Herein, we show that oral administration of anti-CD3 together with intravenous injection of anti-CD20 has a synergistic effect on the prevention and reversal of T1D in the hCD20/NOD mouse. Mechanistic studies demonstrated that the combined therapy enhanced immune tolerance by improving the Foxp3+ regulatory T cell (Treg) compartment quantitatively and qualitatively as well as by inducing interleukin (IL)-10– and IL-27–producing dendritic cells (DCs) to promote the induction of IL-10+ CD4 T cells in the small intestine.
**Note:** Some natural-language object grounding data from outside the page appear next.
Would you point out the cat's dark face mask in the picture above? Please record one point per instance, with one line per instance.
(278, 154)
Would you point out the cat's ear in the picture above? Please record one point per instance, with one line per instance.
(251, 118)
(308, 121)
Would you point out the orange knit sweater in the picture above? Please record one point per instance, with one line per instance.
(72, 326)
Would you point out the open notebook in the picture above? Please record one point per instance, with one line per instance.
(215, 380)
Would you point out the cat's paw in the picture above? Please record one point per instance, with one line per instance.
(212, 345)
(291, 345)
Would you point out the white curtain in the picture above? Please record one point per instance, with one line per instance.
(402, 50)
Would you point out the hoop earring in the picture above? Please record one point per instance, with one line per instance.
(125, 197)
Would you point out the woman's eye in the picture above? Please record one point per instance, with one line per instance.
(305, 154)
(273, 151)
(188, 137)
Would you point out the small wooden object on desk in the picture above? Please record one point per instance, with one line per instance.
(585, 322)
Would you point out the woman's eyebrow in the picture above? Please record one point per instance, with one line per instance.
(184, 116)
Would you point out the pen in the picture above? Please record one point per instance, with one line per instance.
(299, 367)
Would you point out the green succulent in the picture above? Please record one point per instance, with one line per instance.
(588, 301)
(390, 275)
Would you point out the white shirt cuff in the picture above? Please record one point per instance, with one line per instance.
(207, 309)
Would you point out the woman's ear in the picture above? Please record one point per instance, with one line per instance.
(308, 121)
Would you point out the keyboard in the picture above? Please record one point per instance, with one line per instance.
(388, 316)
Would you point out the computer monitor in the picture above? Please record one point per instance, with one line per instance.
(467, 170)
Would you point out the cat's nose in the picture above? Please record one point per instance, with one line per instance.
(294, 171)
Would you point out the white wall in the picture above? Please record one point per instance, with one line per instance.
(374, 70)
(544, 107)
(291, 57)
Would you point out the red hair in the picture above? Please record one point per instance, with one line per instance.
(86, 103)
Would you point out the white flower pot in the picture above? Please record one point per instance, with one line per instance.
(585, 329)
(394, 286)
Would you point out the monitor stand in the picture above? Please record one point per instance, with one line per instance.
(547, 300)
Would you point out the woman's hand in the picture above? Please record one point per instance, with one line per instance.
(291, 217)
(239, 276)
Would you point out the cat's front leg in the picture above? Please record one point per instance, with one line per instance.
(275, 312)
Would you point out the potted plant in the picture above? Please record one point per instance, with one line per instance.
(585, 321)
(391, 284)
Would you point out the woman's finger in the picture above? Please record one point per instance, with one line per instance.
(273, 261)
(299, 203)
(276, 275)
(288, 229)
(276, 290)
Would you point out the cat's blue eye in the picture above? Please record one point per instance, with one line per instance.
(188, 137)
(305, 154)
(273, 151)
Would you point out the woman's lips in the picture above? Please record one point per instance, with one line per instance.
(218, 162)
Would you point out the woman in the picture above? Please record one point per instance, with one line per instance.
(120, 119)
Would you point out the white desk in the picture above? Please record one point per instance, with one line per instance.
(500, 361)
RESEARCH DESIGN AND METHODS
The mice used in this study were kept in specific pathogen-free conditions in a 12-h dark/light cycle, housed in individually ventilated filter cages, and fed autoclaved food at the Yale University animal facility. The hCD20/NOD mice were generated as described previously (15). The hCD20/Foxp3-IRES-mRFP (FIR) NOD mice were generated by intercrossing hCD20/NOD with FIR (FIR/NOD) mice (20). The original FIR mice were provided by Richard A. Flavell (Yale University) (21). The use of the animals in this study was approved by the Yale University Institutional Animal Care and Use Committee.
Antibodies and reagents.
All fluorochrome-conjugated monoclonal antibodies (mAbs) were purchased from BioLegend, Inc. Affinity-purified mouse anti-hCD20 mAb 2H7 was prepared by Bio X Cell (22). The original hybridoma was kindly provided by Dr. Ed Clark (University of Washington). Hamster anti-mouse CD3 mAb (clone 145-2C11) and control hamster IgG were purchased from Bio X Cell. Control mouse IgG used in the in vivo studies was purchased from Rockland Immunochemicals Inc. The IL-27 ELISA kit was purchased from eBioscience, Inc. IL-10 and tumor growth factor-β (TGF-β) ELISA kits were obtained from BD Biosciences.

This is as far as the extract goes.